Es verdad que llueven las dudas y temores, pero una de las primeras actitudes que es importante tomar es el conectarse consigo mismo, darse un tiempo para pensar, para llorar, para tener rabia. Pasado este tiempo, es hora de buscar ayuda, encontrar a personas que les orienten en este camino, que sin duda será largo y difícil, pero con frutos maravillosos.
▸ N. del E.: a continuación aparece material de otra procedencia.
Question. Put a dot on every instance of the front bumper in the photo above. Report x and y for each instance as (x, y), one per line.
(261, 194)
La vida ya cambio, tendrá que adaptarse a otro ritmo, a otro sistema de comunicación, a una manera de aprendizaje y desarrollo distinto, ni más rápido o más lento, sólo distinto, como todo en la vida.
Tal vez, el objetivo de esta etapa, es aterrizar un instante, y pararnos a reunir fuerzas para enfrentar este desafío que se nos envía y tener la convicción que no se nos hubiera mandado si fuéramos lo suficientemente fuertes y capaces de salir adelante.